AC/DC? We're not referring to the classic rock band; we're taking a look at electric motors. In today's Greenlings post, we'll delve into the ins and outs of the powerplants that we hope will soon be transporting millions of people around the world to and fro. That said, there are lots of choices when it comes to selecting the proper motor for any given application, and the merits of each has been debated since before any of us were born.
Way back in the late 1880s, Nikola Tesla dared to challenge powerhouse American inventor Thomas Edison by suggesting Alternating Current (AC) was a more desirable method to transfer electricity from one place to another than Direct Current (DC). So, which genius inventor was right? Suffice it to say that just about everything with a plug these days relies on AC current for power. But that was a long time ago, what's changed since then?
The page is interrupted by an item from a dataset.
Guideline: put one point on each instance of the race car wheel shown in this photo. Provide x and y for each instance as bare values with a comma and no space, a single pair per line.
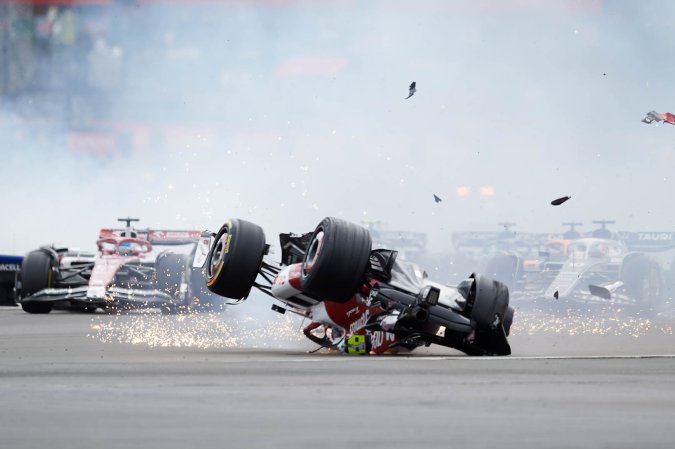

Which is better for today's – and tomorrow's – electric cars?
Interestingly, while a lot has changed as far as AC and DC technology goes, the debate still rages on over which is better for specific applications, including automobiles. One of the main advantages that AC power holds over DC is its ability to easily change voltages with a transformer. This is an important distinction and one that holds true to this day. Why does it matter?
Here's the simple version: The total amount of power from an electrical system can be calculated by multiplying the voltage by the current. Therefore, the higher the voltage, the less current is required for a given amount of power. Without getting into the science of it all too much, high-voltage AC systems are generally more efficient than lower-voltage DC systems and the gap gets bigger as the transmission distance increases.
So, that's it, right? Since AC is the clear winner in terms of efficiency, it's the way to go? Not so fast. Even though the power coming from the wall through an electric car's plug is Alternating Current, the car's batteries (or ultracapacitors or solar cells or hydrogen fuel cells) give off Direct Current. This means that more expensive electronic doohickery is needed to convert the DC power to AC power, and, since there are not a few hundred miles of wiring to travel, the efficiency benefits of the high-voltage low-current nature of AC is somewhat mitigated.
Today, there are multiple kinds of DC motor technologies on the market, including series wound motors, Permanent Magnet motors and Brushless motors. Each type of DC motor has its advantages. Naturally, the more efficient and powerful the motor, the more it probably costs. Even relatively inexpensive series wound DC motors, though, are well-known for producing a ton of torque right off the bat, and they are also readily available on the open market to anyone looking to create their own electric car conversion.
Permanent Magnet DC motors make lots of power and are often used in low-cost electric car conversions, but they also use components (brushes and commutators) that naturally wear out over time and will eventually need to be replaced. Brushless DC motors do away with many of these wear items and generally run very cool, which means they can last for a very long time. Downsides to Brushless DC motors include higher initial costs and the extra electronics required to make them function.
So, what's currently (no pun intended) being used in mainstream eco-friendly cars and trucks? Modern hybrids generally rely on Brushless DC motors for motive power while the now-discontinued EV1 from GM, the current Tesla Roadster and the upcoming Chevy Volt all use AC drives.
Can you tell where all of this is going? After all these years, there's still no simple answer to the AC versus DC argument for electric cars. Which technology is best really depends on the application after considering variables like price, desired power and desired range. No matter what kind of electric motor is used, one thing remains constant: a noticeable lack of emissions exiting the vehicle's tail pipe.